How many exhibition works:
I typically don't like thematic group shows. In fact, I don't believe we've presented one with a curatorial premise in over 29 years of exhibitions. And, I suppose that trend continues. But, over the past few years our Environmental crisis has been on everyone's tongue. So, we recognized a handful of artists that we admire, who were quietly considering our fraught entanglement with the natural world. Their work doesn’t offer didactic platitudes, but instead offers an interpretation of what’s inside them, a person’s most basic orientation toward the world. Philosophers repeatedly consider the way we live our lives on the cusp of inner and outer worlds, always absorbed within our inner world while at the same time existing within the external environment.
The aim of art is to represent not the outward appearance of things, but their inward significance
Morning, boys. How’s the water? And the two young fish swim on for a bit, and then eventually one of them looks over at the other and goes, What the hell is water?
- David Foster Wallace
Shaun O’Dell, born in Texas, lives and works in San Francisco. His paintings, created by mounting acrylic and gouache painted paper on canvas, critically contemplate the relationship between mythology, the American psyche and the natural world. O’Dell is currently on the faculty at San Jose State.
Adriane Colburn, is an artist based in San Francisco, CA and New Jersey.

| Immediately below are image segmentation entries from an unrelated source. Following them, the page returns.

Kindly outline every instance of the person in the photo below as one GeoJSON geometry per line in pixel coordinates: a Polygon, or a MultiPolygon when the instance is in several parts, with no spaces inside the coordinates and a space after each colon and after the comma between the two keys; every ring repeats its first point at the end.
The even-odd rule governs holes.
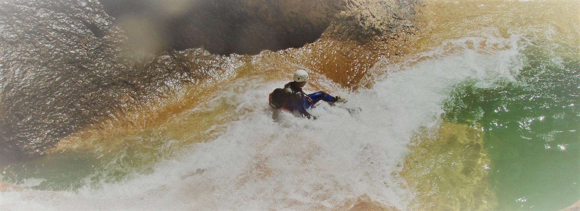
{"type": "Polygon", "coordinates": [[[302,91],[302,87],[306,85],[310,79],[308,73],[303,69],[299,69],[294,73],[294,81],[284,85],[284,91],[288,93],[286,102],[283,108],[290,111],[298,110],[302,116],[308,118],[316,117],[308,112],[308,109],[314,108],[314,105],[320,101],[330,103],[346,103],[346,99],[338,96],[332,97],[324,91],[318,91],[309,95],[302,91]]]}

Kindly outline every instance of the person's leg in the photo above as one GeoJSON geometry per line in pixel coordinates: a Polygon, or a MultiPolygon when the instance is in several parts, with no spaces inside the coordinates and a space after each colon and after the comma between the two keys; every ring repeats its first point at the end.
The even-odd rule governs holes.
{"type": "Polygon", "coordinates": [[[313,105],[316,105],[316,103],[318,102],[318,101],[320,101],[321,100],[330,102],[336,102],[336,99],[335,99],[334,97],[326,94],[322,91],[310,94],[308,95],[308,97],[312,99],[313,105]]]}

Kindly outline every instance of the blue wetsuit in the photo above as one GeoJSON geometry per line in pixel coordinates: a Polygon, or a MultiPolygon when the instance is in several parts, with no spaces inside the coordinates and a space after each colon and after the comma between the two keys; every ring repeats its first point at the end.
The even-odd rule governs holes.
{"type": "Polygon", "coordinates": [[[284,108],[291,111],[298,110],[302,116],[310,119],[311,115],[308,113],[307,109],[314,108],[314,105],[319,101],[336,102],[336,98],[321,91],[306,95],[302,91],[302,88],[300,87],[299,83],[299,82],[292,82],[284,86],[285,90],[288,90],[288,88],[292,90],[292,95],[291,95],[290,99],[288,99],[284,104],[284,108]]]}

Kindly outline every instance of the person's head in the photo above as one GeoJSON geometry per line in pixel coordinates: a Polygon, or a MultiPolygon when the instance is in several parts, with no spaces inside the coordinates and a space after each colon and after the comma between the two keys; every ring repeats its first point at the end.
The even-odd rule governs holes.
{"type": "Polygon", "coordinates": [[[294,73],[294,81],[300,83],[300,87],[303,87],[306,84],[306,82],[310,78],[308,77],[308,73],[303,69],[299,69],[294,73]]]}

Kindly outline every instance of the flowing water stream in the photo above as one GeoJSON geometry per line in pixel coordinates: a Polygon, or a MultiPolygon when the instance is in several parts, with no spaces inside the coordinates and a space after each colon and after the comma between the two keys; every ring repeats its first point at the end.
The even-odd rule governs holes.
{"type": "Polygon", "coordinates": [[[2,181],[30,188],[0,193],[0,209],[345,210],[362,198],[554,210],[580,199],[580,3],[425,5],[403,55],[319,40],[223,58],[198,85],[2,166],[2,181]],[[333,69],[341,62],[356,68],[333,69]],[[273,110],[268,94],[298,68],[311,70],[307,92],[349,102],[321,104],[316,121],[273,110]]]}

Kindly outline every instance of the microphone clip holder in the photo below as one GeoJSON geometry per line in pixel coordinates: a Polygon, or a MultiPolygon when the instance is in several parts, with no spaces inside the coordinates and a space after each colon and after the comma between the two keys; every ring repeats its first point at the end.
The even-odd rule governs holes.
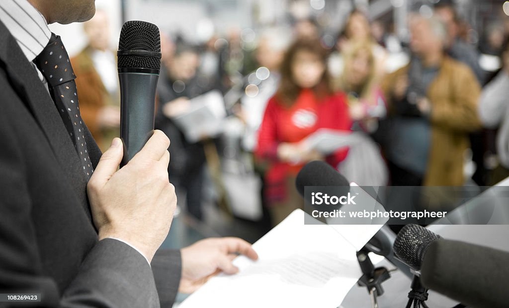
{"type": "Polygon", "coordinates": [[[378,307],[378,296],[384,293],[382,283],[390,278],[389,271],[385,267],[375,268],[368,255],[369,250],[362,248],[357,252],[357,260],[362,271],[362,276],[357,282],[361,287],[365,287],[371,298],[373,308],[378,307]]]}

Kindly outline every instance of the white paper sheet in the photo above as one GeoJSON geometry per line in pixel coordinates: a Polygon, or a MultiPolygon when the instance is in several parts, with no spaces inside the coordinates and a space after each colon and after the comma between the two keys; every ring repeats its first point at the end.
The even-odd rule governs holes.
{"type": "Polygon", "coordinates": [[[190,100],[190,109],[173,120],[190,142],[204,136],[215,137],[221,133],[226,117],[224,101],[221,93],[214,90],[190,100]]]}
{"type": "Polygon", "coordinates": [[[239,257],[239,273],[211,279],[179,308],[338,306],[362,274],[352,243],[363,246],[365,234],[347,240],[330,226],[304,225],[305,215],[294,211],[253,245],[258,261],[239,257]]]}
{"type": "Polygon", "coordinates": [[[322,128],[301,141],[305,148],[315,149],[324,155],[329,155],[342,147],[358,142],[356,133],[322,128]]]}

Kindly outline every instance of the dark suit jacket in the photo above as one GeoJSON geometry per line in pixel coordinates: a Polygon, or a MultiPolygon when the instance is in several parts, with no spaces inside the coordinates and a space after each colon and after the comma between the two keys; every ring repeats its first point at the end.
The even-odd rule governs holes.
{"type": "MultiPolygon", "coordinates": [[[[0,42],[0,293],[41,293],[41,307],[171,306],[180,252],[158,252],[151,268],[129,245],[98,241],[56,108],[1,22],[0,42]]],[[[87,131],[95,167],[101,152],[87,131]]]]}

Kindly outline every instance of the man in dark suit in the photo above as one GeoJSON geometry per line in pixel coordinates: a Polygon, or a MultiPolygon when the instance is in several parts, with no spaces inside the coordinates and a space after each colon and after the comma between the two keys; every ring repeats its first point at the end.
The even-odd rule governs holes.
{"type": "Polygon", "coordinates": [[[236,272],[233,253],[257,258],[237,238],[157,251],[176,204],[169,141],[156,131],[117,171],[121,141],[101,155],[47,27],[94,12],[93,0],[0,2],[0,294],[40,301],[0,307],[171,306],[179,286],[236,272]]]}

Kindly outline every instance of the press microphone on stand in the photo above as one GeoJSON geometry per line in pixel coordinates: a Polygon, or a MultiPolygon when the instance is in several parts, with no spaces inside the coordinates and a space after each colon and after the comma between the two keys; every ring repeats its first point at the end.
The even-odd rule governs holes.
{"type": "MultiPolygon", "coordinates": [[[[304,188],[306,186],[336,186],[343,187],[343,189],[338,192],[344,195],[350,192],[350,182],[341,173],[334,169],[327,163],[322,161],[315,161],[308,163],[297,174],[295,180],[297,190],[303,198],[304,196],[304,188]]],[[[310,200],[306,201],[311,203],[310,200]]],[[[320,205],[314,205],[319,207],[320,205]]],[[[324,210],[330,209],[333,205],[325,205],[322,208],[324,210]]],[[[338,205],[339,208],[341,205],[338,205]]],[[[320,209],[319,208],[317,209],[320,209]]],[[[370,240],[365,247],[370,252],[383,256],[394,264],[403,273],[411,279],[413,275],[410,272],[410,268],[395,258],[392,250],[392,245],[396,238],[396,234],[387,226],[384,226],[370,240]]]]}
{"type": "Polygon", "coordinates": [[[154,133],[155,96],[161,67],[161,39],[155,24],[124,24],[117,52],[120,84],[120,138],[125,166],[154,133]]]}
{"type": "Polygon", "coordinates": [[[409,265],[420,269],[426,288],[469,306],[509,306],[505,283],[509,253],[444,239],[415,225],[401,230],[394,252],[409,265]]]}
{"type": "MultiPolygon", "coordinates": [[[[297,190],[305,200],[311,203],[308,196],[304,193],[306,186],[335,186],[340,189],[340,195],[346,195],[350,192],[350,183],[343,175],[326,163],[321,161],[310,162],[302,167],[295,181],[297,190]]],[[[331,205],[314,205],[318,210],[326,210],[331,205]]],[[[341,205],[337,206],[338,209],[341,205]]],[[[383,256],[395,265],[405,275],[411,275],[409,267],[396,259],[392,252],[395,234],[387,226],[384,226],[362,249],[357,252],[357,261],[363,275],[359,280],[359,286],[366,287],[371,297],[373,307],[377,307],[377,298],[383,294],[381,284],[388,279],[390,274],[385,267],[375,268],[370,259],[369,253],[374,252],[383,256]]]]}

A penchant for research and direct experience has led her to participate in scientific expeditions in the Arctic and the Amazon, as well as at sea. Her artworks are derived from scientific data, images and video that the artist collected while participating in scientific expeditions. She looks at how mapping is used to investigate fragile and inaccessible ecosystems. Adriane is currently on the faculty at Bard College.
Nathan Lynch was raised in Pasco, Washington an agricultural community in the shadow of Hanford Nuclear Power Plant. His concerns for political conflict and environmental upheaval are filtered through notions of absurdity, hand fabrication and the dramatic devices of storytelling.He is Chair of the Ceramics Program at California College of the Arts
Bruna Massadas was born 1985 in Rio de Janeiro, Brazil and lives in Bozeman, Montana. Massadas acts as the first traveler to a place unknown to mankind: a witness who must record what she sees by painting it. These scenes of volcanoes, plants, and moons have echoes of the monolithic mountains of her native Rio de Janeiro, as well as the vibrant paint pots of Yellowstone, which bubble and steam near her current home. Her paintings are not just depictions of visual phenomena; rather, they are documents which record Massadas' attempts to show us the emotional landscapes of her mind.
Lena Gustafson is an artist living and working In Oakland, CA. Her paintings depict scenes of transformation often with figures or plants merging with their environment. “This speaks both to how the spirit can feel larger than the boundaries of a body and also to how our private inner worlds have an effect on the rest of the world around us. She is the co-founder of Night Diver Press.
Ala Ebtekar is an Iranian American artist. His multifaceted art practice of painting, drawing, installation, text, photography, draws upon what it means to make art in an age of uncertainty, conflict and social injustices. His work explores what it means to be a territory without borders. He has taught at Stanford University since 2009
Kim Bennett is an artist working in painting and embroidery. She uses textiles to explore the mythology of female creative production. Some of her embroidered canvases are made through a process of non verbal communication between a parent and a child. She is on the faculty at California College of the Arts.
Rex Ray (1956-2015) was an important American artist whose career blossomed in San Francisco, California in the late 1980s. His work often referenced botanical forms that, for the artist, were symbols of lives blooming in the face of adversity.
Dani Tull is a Los Angeles based artist. In this current series he begins with a base layer of language —in the form of hand written words and poetry— only to obscure this text-infused underpainting in favor of abstraction. The texts are never revealed, yet they are the impetus for the paintings.As a painter, I do not think of my work as ‘my work’, rather this is ‘our work’; this is a shared experience we are having as artists. I’m always aware that I am in conversation with the art that was made before me, the work of my contemporaries and the artists after my time.”